ARQUIDIOCESE DE OLINDA E RECIFE
MISSA DO CRISMA – 2021
Amados irmãos e irmãs:
Ninguém de nós imaginaria que, após mais de um ano de pandemia e de sofrimentos de todo tipo, para cada um de nós, e para todo o nosso povo, ainda tenhamos que celebrar este Tríduo Pascal, tendo diante dos olhos, muito mais o mistério da cruz e da morte do que os sinais de ressurreição e vida que a Páscoa nos anuncia.
Por mais contraditório que pareça esta Missa do Crisma, em que somos obrigados a cumprir restrições, com a presença física, apenas de representantes do clero, dos religiosos e dos fiéis, seja vista como sinal de amor e respeito à vida. Ela vem nos convocar a nos manter de pé, em atitude de vigilância amorosa e confiante espera. Desde já, queremos nos solidarizar com todos e todas que perderam seus entes queridos, sobretudo as vítimas da Covid-19.
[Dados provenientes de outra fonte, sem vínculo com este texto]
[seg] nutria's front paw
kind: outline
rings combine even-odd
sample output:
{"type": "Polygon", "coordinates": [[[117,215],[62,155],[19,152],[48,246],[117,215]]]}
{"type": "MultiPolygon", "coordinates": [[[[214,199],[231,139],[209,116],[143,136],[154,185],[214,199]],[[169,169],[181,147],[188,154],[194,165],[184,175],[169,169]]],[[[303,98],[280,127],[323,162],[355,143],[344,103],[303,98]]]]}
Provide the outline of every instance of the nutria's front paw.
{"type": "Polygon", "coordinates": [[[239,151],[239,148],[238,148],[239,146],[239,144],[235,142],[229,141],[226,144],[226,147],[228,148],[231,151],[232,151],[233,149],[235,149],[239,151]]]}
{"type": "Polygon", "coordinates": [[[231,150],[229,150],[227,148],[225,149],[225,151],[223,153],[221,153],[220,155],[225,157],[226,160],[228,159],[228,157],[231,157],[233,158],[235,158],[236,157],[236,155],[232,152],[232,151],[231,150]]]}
Da quarentena em que me encontrava, em março do ano passado, citando Isaías 21,11-12 escrevia em mensagem para o nosso povo: “Sentinela, em que ponto está a noite? Esse questionamento do profeta continua. Passados mais de um ano, ninguém tem ainda a resposta. Nestes tempos de pandemia, as noites de tormento dos doentes, seus familiares e também dos profissionais da saúde, trabalhando em situações de risco, assegura aos irmãos e irmãs enfermos o mínimo de conforto e segurança. É doloroso saber que a cada dia no Brasil, aumenta assustadoramente o número de pessoas que estão morrendo pela crueldade do vírus, mas também pela insensatez de uma parte da sociedade e de autoridades que persistem em negar a realidade. Em meio a tudo isso, podemos sempre vislumbrar as ações de solidariedade e os gestos de esperança e comunhão. São sinais que nos indicam que podemos fazer da noite, mesmo da noite mais escura, uma luminosa vigília de Páscoa.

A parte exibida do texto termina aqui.